Barry Matties: Why don’t you just start by explaining the Lunaris imaging process?
Peter Coakley: What you are looking at here is our digital inkjet printer, a key component of the automated process. At Whelen, it is used for etch resist (inner layers), and plating resist applications (outer layers). This process replaces many costly steps in the traditional photolithography and provides significant reductions in process time, massive cost savings in materials and labour, and is fully compatible with supporting “green” manufacturing ethics and the environmental requirements demanded here at Whelen.
In a production environment, we go from a file that the CAM operator prepares to inkjet printing and subsequent etch or plating process in five minutes. That’s what we offer, the flexibility and full batch automation that lets you actually print, on the panel, the exact circuit design you need in a short time.
With the conventional process, you would have to laminate the panel with dry film, manufacture a set of artworks and then expose that dry film using these artworks on a separate process followed by a developer process to wash off the majority of that unexposed dry film.
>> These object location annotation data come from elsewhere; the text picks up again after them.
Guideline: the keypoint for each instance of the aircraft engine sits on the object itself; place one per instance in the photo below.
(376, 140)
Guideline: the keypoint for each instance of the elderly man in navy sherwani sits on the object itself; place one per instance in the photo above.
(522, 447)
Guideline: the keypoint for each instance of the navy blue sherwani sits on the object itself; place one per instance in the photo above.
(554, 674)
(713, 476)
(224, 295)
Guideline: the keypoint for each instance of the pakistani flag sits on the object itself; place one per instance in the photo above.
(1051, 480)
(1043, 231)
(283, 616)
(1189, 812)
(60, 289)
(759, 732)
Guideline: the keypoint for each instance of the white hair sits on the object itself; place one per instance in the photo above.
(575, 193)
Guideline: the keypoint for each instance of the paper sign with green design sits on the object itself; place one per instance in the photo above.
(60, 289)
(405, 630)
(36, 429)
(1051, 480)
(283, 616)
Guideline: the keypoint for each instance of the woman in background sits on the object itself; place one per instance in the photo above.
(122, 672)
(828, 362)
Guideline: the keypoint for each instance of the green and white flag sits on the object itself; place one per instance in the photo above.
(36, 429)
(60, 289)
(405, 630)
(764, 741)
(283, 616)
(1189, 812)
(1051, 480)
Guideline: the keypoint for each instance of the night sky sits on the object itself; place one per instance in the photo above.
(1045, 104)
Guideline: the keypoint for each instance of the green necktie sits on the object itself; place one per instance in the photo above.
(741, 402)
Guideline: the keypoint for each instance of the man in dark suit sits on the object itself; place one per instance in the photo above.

Matties: And it’s done inline as well?
Coakley: It’s automation that lends itself to inline volume production. Due to the flexible CAM interfacing without set up time it’s perfect to manufacture in a high-mix environment, even running prototypes between the main production volume.
Using the automated line buffers, you can stop a job part way through and switch production types and lots, so it has the flexibility built in to switch jobs and print either a negative image for subsequent plating or an inner layer positive image prior to etching.
Let me just emphasise again, that the inkjet process does not require a developing process as you only use the minimum of ink resist needed to produce the circuit design, thereby again reducing processing time, materials and wastage.
Matties: How does it know which job? Does an operator have to come in and select?
Coakley: In the basic manual operation mode that is possible, but the system is designed for full automation by referencing panels in barcoded trays at the very start of the manufacturing process. It uses the master database to print the right image design on the right panel with minimum intervention.